Subaltern Histories of the Early Caribbean
University of Liverpool, Fall 2017/2018


 

"In 1492, Columbus sailed the ocean blue," or so the rhyme goes. That simple saying, however, does not convey the significance of Columbus's voyage to the region we now call the Caribbean. Columbus's ships and the flood of Spanish conquistadors that followed him sparked a catastrophic disruption to the flourishing indigenous societies in these islands, began a centuries-long (and for some places, still continuing) colonial relationship between the Americas and Europe, and laid the groundwork for the transatlantic slave trade. This course examines how the Caribbean region was wholly transformed by its encounter with European explorers and colonists but by training a special eye to the histories of the colonized and marginalized peoples who also lived in the region. Unlike the rest of the Americas, the Caribbean's indigenous people—the Taino and the Caribs—were almost entirely decimated. As a result, we'll be studying two simultaneous but contradictory trends: the quick death of one society and the creation of an entirely new way of life, populated by different peoples, cultures, and practices than the first.
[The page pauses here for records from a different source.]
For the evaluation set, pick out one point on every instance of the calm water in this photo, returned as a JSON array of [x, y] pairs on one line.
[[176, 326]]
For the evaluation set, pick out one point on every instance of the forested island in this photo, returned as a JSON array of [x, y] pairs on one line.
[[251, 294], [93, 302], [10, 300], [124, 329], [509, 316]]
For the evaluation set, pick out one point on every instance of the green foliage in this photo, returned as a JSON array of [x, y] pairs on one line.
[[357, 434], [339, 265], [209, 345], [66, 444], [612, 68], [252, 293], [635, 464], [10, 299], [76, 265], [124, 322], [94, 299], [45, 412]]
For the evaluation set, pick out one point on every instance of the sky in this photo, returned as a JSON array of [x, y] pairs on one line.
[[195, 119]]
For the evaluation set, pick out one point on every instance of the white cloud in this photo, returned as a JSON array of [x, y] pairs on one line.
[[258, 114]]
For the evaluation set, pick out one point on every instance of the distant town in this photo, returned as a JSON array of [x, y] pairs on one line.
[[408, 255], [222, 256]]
Along the way, we'll focus on Spanish colonization, competition from Northern Europe, piracy, the rise of the plantation, and the slave trade's dreadful peak in the 1700s, which made the Caribbean one of the most economically lucrative in the region. During the eighteenth century, these colonial societies truly flourished, as the sugar colonies of Saint Domingue and Jamaica became the most profitable possessions of the French and British empires respectively. We will end in the late eighteenth century right before the global age of revolution prompted an age of emancipation in the Western Hemisphere. Our story, then, is one of encounter and conquest, destruction and creation, as we follow the Caribbean from isolation to decimation to global economic success.